Anything that Lois did, we knew, must be the Next Big Thing. I believe
this was after Lois’s husband had died and she dropped out of sight for
about a year while she wrote
Such Good Friends about discovering her husband’s adultery, another “fiction” book, like
The Bell Jar and
The Devil Wears Prada that was really faction.
At
this time I was sharing an apartment on 14th Street with three young
women, all in some form of journalism. Two were researchers on news
magazines and, it’s true, the female researchers were expected to travel
with the reporter, to help, research, support and socialize with him,
but never to write. In those days, believe it or not, nobody got
by-lines on the articles in
Time,
except for columnists. Nowadays, everybody who has anything to do with
a piece gets his/her name at the end. Which is only fair.
We
had fun, living in that sordid apartment with cardboard furniture and
orange-crate shelves. We each chipped in a dollar a day for food. When
Time
closed on Friday nights, there was always a big buffet on the top floor
and our Time/Life researcher roommate would often bring home leftovers.

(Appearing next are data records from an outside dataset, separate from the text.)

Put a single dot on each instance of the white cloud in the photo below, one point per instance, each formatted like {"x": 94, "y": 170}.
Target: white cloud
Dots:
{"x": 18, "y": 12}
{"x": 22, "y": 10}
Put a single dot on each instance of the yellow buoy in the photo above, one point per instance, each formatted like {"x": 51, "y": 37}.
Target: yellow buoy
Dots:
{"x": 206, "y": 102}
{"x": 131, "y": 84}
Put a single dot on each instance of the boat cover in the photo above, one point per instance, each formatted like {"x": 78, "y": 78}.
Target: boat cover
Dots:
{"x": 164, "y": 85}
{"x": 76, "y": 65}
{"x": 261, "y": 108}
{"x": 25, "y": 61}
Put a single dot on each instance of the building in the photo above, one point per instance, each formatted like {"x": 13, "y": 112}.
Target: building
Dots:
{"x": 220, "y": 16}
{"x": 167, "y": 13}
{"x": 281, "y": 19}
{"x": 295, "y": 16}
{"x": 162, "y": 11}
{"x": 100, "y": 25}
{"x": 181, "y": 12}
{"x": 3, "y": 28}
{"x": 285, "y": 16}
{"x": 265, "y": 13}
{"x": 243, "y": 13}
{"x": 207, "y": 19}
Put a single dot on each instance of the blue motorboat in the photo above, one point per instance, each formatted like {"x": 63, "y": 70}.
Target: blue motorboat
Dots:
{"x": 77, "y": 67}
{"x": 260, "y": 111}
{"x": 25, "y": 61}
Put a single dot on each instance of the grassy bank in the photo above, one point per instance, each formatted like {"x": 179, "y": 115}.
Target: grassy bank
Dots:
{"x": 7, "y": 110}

There was no swag for magazine assistants-–certainly not the way there
is today--but I remember one Christmas when Restaurant Associates sent
me a box made of chocolate with my named spelled out on the lid. Once
in a while the Fashion Department would sell off clothes at a
bargain-basement price and I snagged a dress that was originally worn by
Twiggy in a fashion spread. When there was a subway strike, we’d
compete to see who could walk to mid-town on time without stopping for a
Chock Full O’Nuts doughnut on the way.
No doubt we
were abused, underpaid, overworked and discriminated against because we
were women, but that was before we’d ever heard terms like “glass
ceiling” , “women’s liberation” and “car service” or read manifestos
like TDWP. We didn’t even realize that we were storing up fodder for
future exposés.
Footnote about Anna Wintour: I’ve never met her, but when I first had an article published in
Vogue, she sent me a handwritten note saying that she liked it. I thought that was a very gracious thing to do.